For a fish trying to evade a predator that could potentially catch a glimpse of it from all sorts of angles, emulating a mirror is a much better way of trying to hide in open water than acting as a normal reflector would be. There is a strong evolutionary basis for selection for this kind of reflector over and above the normal multilayer reflectors of the type found in iridescent beetles and butterflies, for example.
"For a fish trying to camouflage itself in open water, it wants to be able to be a perfect reflector from any angle. The normal polarising mode of reflection doesn’t allow that. For a polarisation-neutral reflector, then anything that comes in is reflected off and there is no associated drop in reflectivity – it can act as a perfect mirror."
Matching the light environment of open water in this way could provide an effective mode of disguise for small fish trying to evade those higher up the food chain, such as dolphin and tuna. It could also provide clues for the development of more efficient and effective optical devices. Manmade reflectors such as low loss optical fibres often use similar non-polarising reflectors, but at the moment they use materials with specific optical properties that are not always ideal. I asked Dr Roberts about the potential applications of their fish-related findings.

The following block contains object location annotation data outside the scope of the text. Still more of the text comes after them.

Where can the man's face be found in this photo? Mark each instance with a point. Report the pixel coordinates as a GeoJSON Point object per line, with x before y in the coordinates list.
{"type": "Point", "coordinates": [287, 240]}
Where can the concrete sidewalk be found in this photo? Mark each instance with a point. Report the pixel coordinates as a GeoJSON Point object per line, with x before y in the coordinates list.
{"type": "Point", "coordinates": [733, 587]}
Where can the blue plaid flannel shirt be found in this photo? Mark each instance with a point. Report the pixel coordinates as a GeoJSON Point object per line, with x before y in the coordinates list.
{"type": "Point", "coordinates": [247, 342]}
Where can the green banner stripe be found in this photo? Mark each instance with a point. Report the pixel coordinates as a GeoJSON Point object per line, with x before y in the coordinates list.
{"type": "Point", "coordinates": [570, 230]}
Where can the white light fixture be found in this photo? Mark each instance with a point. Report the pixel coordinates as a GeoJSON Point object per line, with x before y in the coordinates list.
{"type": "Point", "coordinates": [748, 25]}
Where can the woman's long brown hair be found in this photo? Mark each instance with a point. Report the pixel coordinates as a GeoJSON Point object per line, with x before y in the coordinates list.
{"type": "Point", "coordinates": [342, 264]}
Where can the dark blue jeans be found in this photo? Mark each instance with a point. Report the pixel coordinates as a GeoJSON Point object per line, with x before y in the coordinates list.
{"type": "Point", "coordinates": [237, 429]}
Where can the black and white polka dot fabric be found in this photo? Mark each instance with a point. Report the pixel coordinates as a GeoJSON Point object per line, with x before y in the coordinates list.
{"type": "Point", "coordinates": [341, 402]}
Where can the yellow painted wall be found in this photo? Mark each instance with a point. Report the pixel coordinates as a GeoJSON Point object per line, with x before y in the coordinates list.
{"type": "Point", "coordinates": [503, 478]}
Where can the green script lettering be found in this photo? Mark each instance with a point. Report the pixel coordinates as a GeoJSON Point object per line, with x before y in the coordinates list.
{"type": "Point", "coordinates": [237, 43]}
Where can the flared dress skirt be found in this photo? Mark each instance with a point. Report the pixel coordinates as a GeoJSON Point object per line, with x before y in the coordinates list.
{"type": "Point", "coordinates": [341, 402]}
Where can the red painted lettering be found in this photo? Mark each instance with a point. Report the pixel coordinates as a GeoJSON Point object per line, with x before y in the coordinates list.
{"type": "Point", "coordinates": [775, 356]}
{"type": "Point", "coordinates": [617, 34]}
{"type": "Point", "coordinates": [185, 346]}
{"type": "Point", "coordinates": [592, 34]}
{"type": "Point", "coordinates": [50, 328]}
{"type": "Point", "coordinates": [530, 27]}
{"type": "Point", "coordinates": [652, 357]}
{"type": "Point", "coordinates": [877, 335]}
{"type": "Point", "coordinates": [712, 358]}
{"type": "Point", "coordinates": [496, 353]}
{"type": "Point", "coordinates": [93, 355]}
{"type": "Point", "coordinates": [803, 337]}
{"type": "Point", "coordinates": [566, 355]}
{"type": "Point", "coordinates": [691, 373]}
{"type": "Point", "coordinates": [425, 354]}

"I should say this with the caveat that I’m a biologist, not an engineer, but these types of reflectors are already in use as, for example, back-reflectors on light-emitting diodes (LEDs)," he replied. "Just as a fish wants to maximise its reflectivity over all angles of instance, we want exactly the same from an LED to get the most light and most efficiency out of it.
"However, there is a certain design constraint that requires the optical properties of whatever is outside the actual LED part to be different from the equivalent cytoplasm layers in the fish skin structure. This effectively screens out some of the angles of instance of the light coming in; it reduces the polarising effect that way. The implication of the different mechanism that the fish have for doing this is that you can build devices with the same material on the outside as on the inside."